Grand Central Apple Store's Exclusive Features

The store is one of the world's largest Apple retail venues, with more than 300 employees.

Apple is making it easier than ever to spend money — especially in cyberspace linked to the mammoth new store that opened at Grand Central Terminal in New York City Friday.

Visitors to the landmark train station can buy personal electronics without the help of a human being. They just slide an iPhone across a product's bar code and grab the item. The receipt comes by email.

The 23,000-square-foot store opened Friday. It's one of the world's largest Apple retail venues, with more than 300 employees, and the fifth Apple store in New York City.

Company representatives offered the media a preview on Wednesday, demonstrating products and services.

"It's all about putting the customer in charge," said Bob Bridger, the company's vice president for retail real estate and development.

And it's all about making money — an estimated $100 million or more in sales a year, according to business analysts.

The owner of the space, the Metropolitan Transportation Authority, which runs the city's bus and subway system, says Apple Inc. is paying $180 per square foot for its lease — slightly less than the $200-per-square-foot top rate at the century-old Manhattan train hub.

By leasing to Apple, the MTA says it is quadrupling the rent for Grand Central's east balcony and an adjacent one overlooking the cavernous main concourse with its famed night-sky ceiling. The store includes a basement storage area that was never leased before.

The transit agency says the draw of the Apple name promises to increase foot traffic to other businesses at the terminal, which is visited by about 750,000 people daily and is home to the Metro-North commuter railroad.

The company is counting on commuters who ride Metro-North from Westchester County. They can order an item on their cellphone, and it'll be waiting for them when they get off the train.

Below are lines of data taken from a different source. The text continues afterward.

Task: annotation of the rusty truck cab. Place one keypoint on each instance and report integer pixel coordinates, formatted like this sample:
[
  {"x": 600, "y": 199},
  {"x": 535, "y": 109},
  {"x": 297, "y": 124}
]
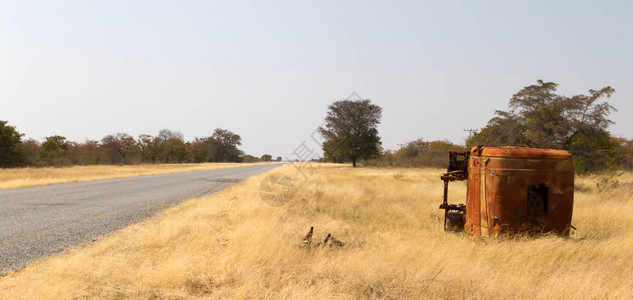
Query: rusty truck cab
[{"x": 510, "y": 190}]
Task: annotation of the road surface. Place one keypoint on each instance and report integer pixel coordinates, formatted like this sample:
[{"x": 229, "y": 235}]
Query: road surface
[{"x": 36, "y": 222}]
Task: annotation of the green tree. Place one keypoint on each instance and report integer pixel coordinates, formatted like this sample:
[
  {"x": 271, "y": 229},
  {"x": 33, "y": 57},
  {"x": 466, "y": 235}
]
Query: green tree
[
  {"x": 350, "y": 131},
  {"x": 53, "y": 151},
  {"x": 540, "y": 118},
  {"x": 197, "y": 151},
  {"x": 223, "y": 146},
  {"x": 11, "y": 150}
]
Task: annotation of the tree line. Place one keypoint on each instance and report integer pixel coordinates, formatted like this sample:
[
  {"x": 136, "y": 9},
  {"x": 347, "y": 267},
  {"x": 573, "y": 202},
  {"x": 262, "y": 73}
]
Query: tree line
[
  {"x": 121, "y": 149},
  {"x": 538, "y": 117}
]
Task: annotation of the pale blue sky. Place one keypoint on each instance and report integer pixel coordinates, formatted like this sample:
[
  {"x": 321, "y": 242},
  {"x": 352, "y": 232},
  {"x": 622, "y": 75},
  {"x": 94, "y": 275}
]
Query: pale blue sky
[{"x": 268, "y": 70}]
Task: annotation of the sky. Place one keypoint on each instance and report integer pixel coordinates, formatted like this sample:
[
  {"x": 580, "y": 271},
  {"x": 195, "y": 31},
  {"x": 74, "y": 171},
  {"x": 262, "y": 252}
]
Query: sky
[{"x": 267, "y": 70}]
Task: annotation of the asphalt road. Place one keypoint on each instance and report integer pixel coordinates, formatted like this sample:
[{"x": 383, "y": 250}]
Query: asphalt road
[{"x": 36, "y": 222}]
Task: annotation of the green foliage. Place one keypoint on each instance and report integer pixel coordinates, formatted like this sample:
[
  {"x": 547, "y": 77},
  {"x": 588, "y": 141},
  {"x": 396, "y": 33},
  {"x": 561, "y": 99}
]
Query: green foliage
[
  {"x": 419, "y": 153},
  {"x": 11, "y": 149},
  {"x": 223, "y": 146},
  {"x": 540, "y": 118},
  {"x": 53, "y": 151},
  {"x": 350, "y": 131}
]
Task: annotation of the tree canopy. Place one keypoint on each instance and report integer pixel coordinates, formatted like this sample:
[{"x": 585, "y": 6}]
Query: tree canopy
[
  {"x": 541, "y": 118},
  {"x": 350, "y": 131},
  {"x": 11, "y": 151}
]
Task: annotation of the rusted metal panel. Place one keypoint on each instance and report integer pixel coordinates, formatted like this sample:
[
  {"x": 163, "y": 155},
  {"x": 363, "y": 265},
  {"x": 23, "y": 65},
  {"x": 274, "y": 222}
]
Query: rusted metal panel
[{"x": 511, "y": 189}]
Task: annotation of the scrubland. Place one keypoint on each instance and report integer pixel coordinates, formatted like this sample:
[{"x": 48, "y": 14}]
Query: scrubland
[
  {"x": 22, "y": 177},
  {"x": 233, "y": 245}
]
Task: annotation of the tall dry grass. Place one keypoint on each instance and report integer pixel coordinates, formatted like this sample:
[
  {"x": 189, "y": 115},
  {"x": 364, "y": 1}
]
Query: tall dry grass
[
  {"x": 233, "y": 245},
  {"x": 23, "y": 177}
]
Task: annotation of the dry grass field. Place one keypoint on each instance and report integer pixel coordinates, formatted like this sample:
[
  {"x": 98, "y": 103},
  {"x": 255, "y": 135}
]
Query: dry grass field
[
  {"x": 22, "y": 177},
  {"x": 234, "y": 245}
]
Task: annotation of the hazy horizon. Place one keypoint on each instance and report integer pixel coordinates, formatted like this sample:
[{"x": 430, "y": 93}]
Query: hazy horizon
[{"x": 268, "y": 71}]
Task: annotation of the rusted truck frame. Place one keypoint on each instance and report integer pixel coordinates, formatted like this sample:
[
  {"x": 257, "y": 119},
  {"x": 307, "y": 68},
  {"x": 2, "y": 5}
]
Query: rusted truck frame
[{"x": 511, "y": 190}]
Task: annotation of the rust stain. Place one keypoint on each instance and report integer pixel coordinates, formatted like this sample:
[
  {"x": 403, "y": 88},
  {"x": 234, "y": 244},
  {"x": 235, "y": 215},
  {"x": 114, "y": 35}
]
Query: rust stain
[{"x": 512, "y": 189}]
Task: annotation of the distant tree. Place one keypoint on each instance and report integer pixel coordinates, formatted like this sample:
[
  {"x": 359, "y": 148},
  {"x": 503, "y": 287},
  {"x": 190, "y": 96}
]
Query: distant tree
[
  {"x": 53, "y": 151},
  {"x": 11, "y": 150},
  {"x": 249, "y": 158},
  {"x": 146, "y": 148},
  {"x": 172, "y": 146},
  {"x": 420, "y": 153},
  {"x": 350, "y": 131},
  {"x": 197, "y": 151},
  {"x": 120, "y": 148},
  {"x": 223, "y": 146},
  {"x": 89, "y": 153},
  {"x": 540, "y": 118}
]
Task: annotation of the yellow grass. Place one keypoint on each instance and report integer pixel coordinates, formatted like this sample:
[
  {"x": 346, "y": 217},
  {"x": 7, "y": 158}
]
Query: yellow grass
[
  {"x": 233, "y": 245},
  {"x": 22, "y": 177}
]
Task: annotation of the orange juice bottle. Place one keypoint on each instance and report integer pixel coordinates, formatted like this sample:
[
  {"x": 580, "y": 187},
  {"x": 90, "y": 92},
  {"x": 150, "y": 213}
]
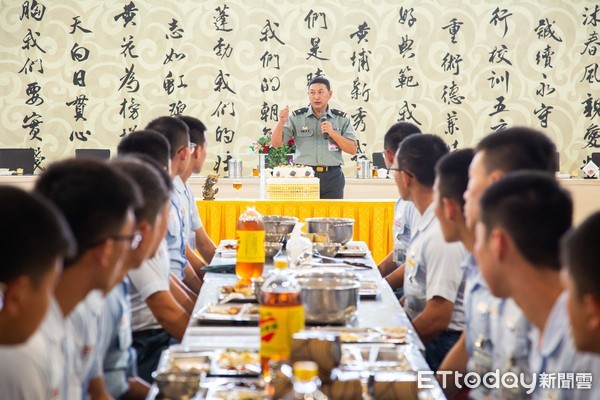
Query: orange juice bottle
[
  {"x": 281, "y": 314},
  {"x": 250, "y": 256}
]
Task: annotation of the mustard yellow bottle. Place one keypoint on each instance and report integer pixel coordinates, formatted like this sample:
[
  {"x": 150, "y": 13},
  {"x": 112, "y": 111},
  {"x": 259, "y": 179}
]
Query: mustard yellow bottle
[
  {"x": 250, "y": 256},
  {"x": 281, "y": 314}
]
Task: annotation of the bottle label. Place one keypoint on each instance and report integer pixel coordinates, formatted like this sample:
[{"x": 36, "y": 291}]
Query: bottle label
[
  {"x": 251, "y": 246},
  {"x": 277, "y": 325}
]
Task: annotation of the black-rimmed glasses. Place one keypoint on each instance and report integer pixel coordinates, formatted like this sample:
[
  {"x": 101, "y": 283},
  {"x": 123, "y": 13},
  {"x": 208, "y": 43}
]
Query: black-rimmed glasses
[
  {"x": 400, "y": 170},
  {"x": 134, "y": 240}
]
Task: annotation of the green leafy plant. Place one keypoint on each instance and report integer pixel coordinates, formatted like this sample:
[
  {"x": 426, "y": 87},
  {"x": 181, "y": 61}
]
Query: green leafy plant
[{"x": 275, "y": 155}]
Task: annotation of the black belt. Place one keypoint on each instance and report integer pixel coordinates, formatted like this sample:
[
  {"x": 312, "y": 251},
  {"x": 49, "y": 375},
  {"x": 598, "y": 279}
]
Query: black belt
[
  {"x": 146, "y": 333},
  {"x": 324, "y": 168}
]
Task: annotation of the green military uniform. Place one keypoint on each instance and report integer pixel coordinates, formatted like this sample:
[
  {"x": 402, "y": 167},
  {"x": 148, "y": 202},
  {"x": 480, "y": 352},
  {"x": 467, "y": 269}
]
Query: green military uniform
[{"x": 321, "y": 153}]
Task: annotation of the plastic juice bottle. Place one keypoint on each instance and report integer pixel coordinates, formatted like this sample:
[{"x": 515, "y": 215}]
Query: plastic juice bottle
[
  {"x": 306, "y": 382},
  {"x": 250, "y": 256},
  {"x": 281, "y": 314}
]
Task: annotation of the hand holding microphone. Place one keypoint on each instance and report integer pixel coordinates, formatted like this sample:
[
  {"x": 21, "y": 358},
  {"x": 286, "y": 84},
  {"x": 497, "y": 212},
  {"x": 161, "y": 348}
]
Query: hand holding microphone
[{"x": 325, "y": 127}]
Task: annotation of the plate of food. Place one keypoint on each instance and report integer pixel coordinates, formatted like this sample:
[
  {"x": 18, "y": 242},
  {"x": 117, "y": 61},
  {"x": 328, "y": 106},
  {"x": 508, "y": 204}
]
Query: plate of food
[
  {"x": 235, "y": 362},
  {"x": 353, "y": 249},
  {"x": 227, "y": 249},
  {"x": 374, "y": 357},
  {"x": 368, "y": 289},
  {"x": 195, "y": 361},
  {"x": 244, "y": 389},
  {"x": 236, "y": 294},
  {"x": 228, "y": 314},
  {"x": 370, "y": 335}
]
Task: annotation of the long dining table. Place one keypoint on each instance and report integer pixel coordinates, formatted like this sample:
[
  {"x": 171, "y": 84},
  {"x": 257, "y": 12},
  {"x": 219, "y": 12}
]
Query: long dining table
[{"x": 383, "y": 310}]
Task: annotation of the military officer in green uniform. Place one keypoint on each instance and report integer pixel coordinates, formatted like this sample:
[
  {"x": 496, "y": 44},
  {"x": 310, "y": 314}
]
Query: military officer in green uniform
[{"x": 321, "y": 134}]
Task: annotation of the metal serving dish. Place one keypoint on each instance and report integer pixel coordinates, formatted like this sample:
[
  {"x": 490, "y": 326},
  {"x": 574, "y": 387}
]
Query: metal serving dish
[
  {"x": 272, "y": 248},
  {"x": 327, "y": 249},
  {"x": 340, "y": 230},
  {"x": 329, "y": 297},
  {"x": 277, "y": 227},
  {"x": 178, "y": 384}
]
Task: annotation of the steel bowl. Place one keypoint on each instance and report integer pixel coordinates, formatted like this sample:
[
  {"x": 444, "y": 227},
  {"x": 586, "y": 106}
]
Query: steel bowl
[
  {"x": 328, "y": 297},
  {"x": 277, "y": 226},
  {"x": 272, "y": 248},
  {"x": 178, "y": 384},
  {"x": 340, "y": 230},
  {"x": 327, "y": 249}
]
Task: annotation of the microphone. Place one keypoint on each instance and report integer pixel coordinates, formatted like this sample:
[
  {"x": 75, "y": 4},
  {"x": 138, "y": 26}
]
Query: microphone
[{"x": 325, "y": 135}]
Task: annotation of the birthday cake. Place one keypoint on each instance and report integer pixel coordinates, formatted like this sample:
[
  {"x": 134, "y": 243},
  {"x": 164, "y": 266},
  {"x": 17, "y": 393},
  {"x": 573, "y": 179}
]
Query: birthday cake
[
  {"x": 293, "y": 183},
  {"x": 293, "y": 171}
]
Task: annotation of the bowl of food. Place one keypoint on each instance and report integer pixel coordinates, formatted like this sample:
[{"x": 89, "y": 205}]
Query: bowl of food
[
  {"x": 277, "y": 226},
  {"x": 272, "y": 248},
  {"x": 178, "y": 384},
  {"x": 339, "y": 230},
  {"x": 327, "y": 249},
  {"x": 329, "y": 297}
]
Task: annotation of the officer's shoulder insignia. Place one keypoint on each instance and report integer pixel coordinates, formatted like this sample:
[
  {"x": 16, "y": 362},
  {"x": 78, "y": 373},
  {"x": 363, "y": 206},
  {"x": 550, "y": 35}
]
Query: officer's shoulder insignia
[
  {"x": 338, "y": 112},
  {"x": 300, "y": 111}
]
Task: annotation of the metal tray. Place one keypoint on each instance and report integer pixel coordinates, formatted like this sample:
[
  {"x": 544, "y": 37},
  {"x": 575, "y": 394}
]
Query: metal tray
[
  {"x": 227, "y": 314},
  {"x": 370, "y": 335},
  {"x": 245, "y": 296},
  {"x": 353, "y": 249},
  {"x": 368, "y": 290},
  {"x": 235, "y": 362},
  {"x": 236, "y": 389}
]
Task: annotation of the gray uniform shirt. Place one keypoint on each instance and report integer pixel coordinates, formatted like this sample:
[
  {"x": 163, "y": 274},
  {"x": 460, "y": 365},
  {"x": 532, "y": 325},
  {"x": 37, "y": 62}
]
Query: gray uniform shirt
[{"x": 311, "y": 148}]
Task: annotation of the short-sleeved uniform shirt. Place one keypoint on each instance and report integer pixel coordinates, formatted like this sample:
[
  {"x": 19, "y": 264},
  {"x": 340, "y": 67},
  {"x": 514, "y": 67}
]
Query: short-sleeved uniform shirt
[
  {"x": 83, "y": 331},
  {"x": 311, "y": 147},
  {"x": 176, "y": 230},
  {"x": 37, "y": 369},
  {"x": 151, "y": 277},
  {"x": 406, "y": 218},
  {"x": 195, "y": 222},
  {"x": 433, "y": 268},
  {"x": 116, "y": 354},
  {"x": 560, "y": 367}
]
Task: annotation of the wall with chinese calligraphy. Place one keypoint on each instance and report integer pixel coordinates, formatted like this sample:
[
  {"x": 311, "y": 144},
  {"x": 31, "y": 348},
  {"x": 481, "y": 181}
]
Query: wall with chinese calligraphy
[{"x": 84, "y": 74}]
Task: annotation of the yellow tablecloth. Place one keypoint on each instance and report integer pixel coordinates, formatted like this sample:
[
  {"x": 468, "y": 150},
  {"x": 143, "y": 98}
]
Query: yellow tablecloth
[{"x": 373, "y": 218}]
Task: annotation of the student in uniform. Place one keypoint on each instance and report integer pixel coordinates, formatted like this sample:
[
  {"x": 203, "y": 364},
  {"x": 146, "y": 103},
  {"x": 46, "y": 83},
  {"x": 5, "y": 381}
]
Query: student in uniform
[
  {"x": 160, "y": 304},
  {"x": 35, "y": 240},
  {"x": 523, "y": 217},
  {"x": 97, "y": 202},
  {"x": 581, "y": 277},
  {"x": 506, "y": 347},
  {"x": 177, "y": 133},
  {"x": 115, "y": 370},
  {"x": 451, "y": 179},
  {"x": 198, "y": 239},
  {"x": 405, "y": 215},
  {"x": 433, "y": 279}
]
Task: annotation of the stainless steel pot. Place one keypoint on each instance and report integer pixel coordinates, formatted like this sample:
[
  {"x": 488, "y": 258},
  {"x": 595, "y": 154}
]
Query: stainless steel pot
[
  {"x": 363, "y": 169},
  {"x": 277, "y": 227},
  {"x": 340, "y": 230},
  {"x": 234, "y": 168},
  {"x": 329, "y": 297}
]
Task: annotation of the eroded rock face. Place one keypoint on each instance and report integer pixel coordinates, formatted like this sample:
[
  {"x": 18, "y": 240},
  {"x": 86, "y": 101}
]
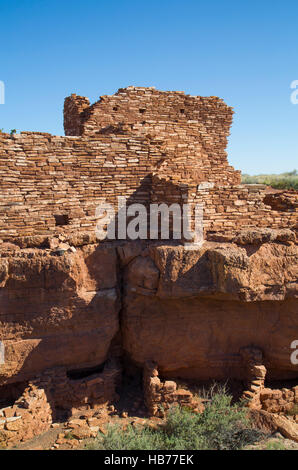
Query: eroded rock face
[
  {"x": 191, "y": 311},
  {"x": 210, "y": 303},
  {"x": 57, "y": 310}
]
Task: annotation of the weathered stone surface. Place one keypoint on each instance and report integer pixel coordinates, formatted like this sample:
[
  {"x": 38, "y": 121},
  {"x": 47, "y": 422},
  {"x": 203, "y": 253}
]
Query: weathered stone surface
[
  {"x": 209, "y": 304},
  {"x": 57, "y": 310}
]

The Grand Central store offers one feature not available at any other Apple store: 15-minute training sessions for rushed New Yorkers.

Apple, behind Macintosh computers and such iconic products as the iPod, the iPad and the iPhone, signed a 10-year lease with the MTA for the space once occupied by Charlie Palmer's Metrazur restaurant, which got $5 million from Apple to clear out early.

MTA spokesman Aaron Donovan said the $180-per-square-foot cost reflects the $5 million payment to the restaurant, plus Apple's $2.5 million capital investment in the space and a $1.1 million annual rate that will rise each year of the lease.

Apple will not share any portion of its revenue with the MTA, as do other retailers at the terminal.

Donovan said Apple is considered an anchor tenant at Grand Central — equivalent to a prominent store in a mall that serves as an attraction surrounded by smaller retailers. Typically, an anchor tenant doesn't share revenue.

The MTA, when asked to respond to questions about whether it had cut Apple a special deal, issued a statement saying there was nothing improper about the lease contract.

The spotlight on the latest Apple store accompanies the intense public profile of the Cupertino, Calif.-based company in the wake of the October death of its founder, Steve Jobs.